MethylDackel mbias reference_genome.fa alignments.sorted.bam output_prefix

That command will create a methylation bias (mbias for short) plot for each of the strands for which there are valid alignments. The command can take almost all of the same options as MethylDackel extract, so if you're interested in looking at only a single region or only CHH and CHG metrics then you can do that (run MethylDackel mbias -h for the full list of options). The resulting mbias graphs are in SVG format and can be viewed in most modern web browsers:

An example SVG image

If you have paired-end data, both reads in the pair will be shown separately, as is the case above. The program will suggest regions for inclusion ("--OT 2,0,0,98" above) and mark them on the plot, if applicable. The format of this output is described in MethylDackel extract -h. These suggestions should not be accepted blindly; users are strongly encouraged to have a look for themselves and tweak the actual bounds as appropriate. The lines indicate the average methylation percentage at a given position and the shaded regions the 99.9% confidence interval around it. This is useful in gauging how many methylation calls a given position has relative to its neighbors. Note the spike in methylation at the end of read #2 and the corresponding dip at the beginning of read #1. This is common and these regions can be ignored with the suggested trimming bounds. Note also that the numbers refer to the first and last base that should be included during methylation extraction, not the last and first base to ignore!.

Alignment trimming

In some protocols it is useful to trim X bases from one or both ends of the alignments regardless of their length. To do this, one can use the --nOT, --nOB, --nCTOT, and -nCTOB options, which have a format similar to that mentioned for --OT et al. above (the only difference being that one specifies a number of bases, rather than the position within each alignment). Thus, to ignore the 5 bases on either end of alignments on the original top (OT) strand, one would specify --nOT 5,5,5,5. Thus, it is irrelevant how long each alignment is, the outermost 5 bases will always be ignored. Note that specifying bounds longer than a given alignment (e.g., --nOT 100,200,300,400 for a pair of 50 base long alignments) will not cause an error.

Ignored alignments

By default, any alignment marked as being secondary (bit 256), having failed QC (bit 512), being a PCR/optical duplicate (bit 1024), being supplemental (bit 2048), or having a mapQ < 10 is ignored. This is a reasonable default and should only be changed by expert users. For those needing to change this behaviour, please see the -F (--ignoreFlags) or -q options to both MethylDackel mbias and MethylDackel extract.

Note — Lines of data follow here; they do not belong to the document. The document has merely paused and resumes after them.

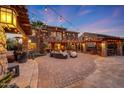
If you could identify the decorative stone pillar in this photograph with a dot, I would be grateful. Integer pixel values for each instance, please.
(3, 59)
(84, 47)
(120, 48)
(104, 49)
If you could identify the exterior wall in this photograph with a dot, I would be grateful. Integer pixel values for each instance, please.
(104, 49)
(54, 36)
(3, 59)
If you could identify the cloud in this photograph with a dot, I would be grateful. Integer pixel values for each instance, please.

Note that PCR (but not optical!) duplicates should be included for enrichment-based library preparations, like RRBS. In such cases it is vital to use the --keepDupes option!

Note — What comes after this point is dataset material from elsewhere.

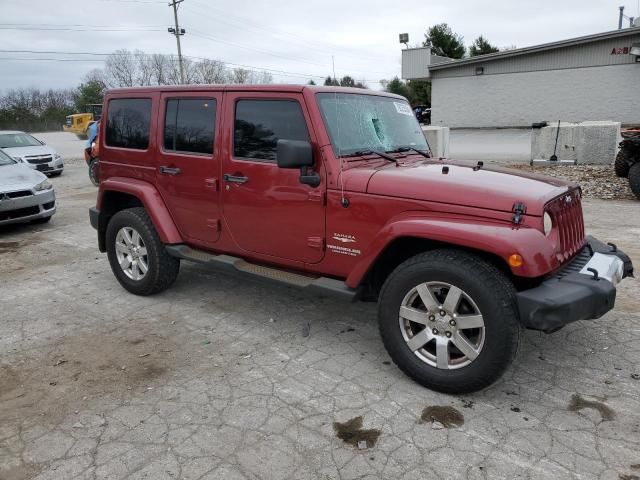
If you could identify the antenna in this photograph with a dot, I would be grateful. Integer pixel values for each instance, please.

Reads that do not map to a unique location in the genome may contain methylation information about multiple loci and can add noise to methylation calls. Using --mappability <bigwig> eliminates reads that cannot be uniquely placed (note: MapQ alone is insufficient to identify such reads). Specify a bigWig file containing low-mappabilty regions (e.g. bismap) to use this feature. --minMappableBases and --mappabilityThreshold can be used to fine-tune filtering. For faster execution, bigWig files can be compacted to bbm files using --outputBBMFile and used via --mappabilityBB.

Per-read metrics

As of version 0.4.0, MethyDackel provides a perRead subcommand that will produce the per-read CpG methylation level. This has been used by Stamenova et al. in their Hi-Culfite method. The output is a tab-separated file with the following fields:

Fragments longer than 10kb are currently not handled correctly.

Citing MethylDackel

There are no immediate plans for a MethylDackel publication. If you use MethylDackel (or PileOMeth, as it was formerly known) in your research, please simply cite the URL for this repository on github.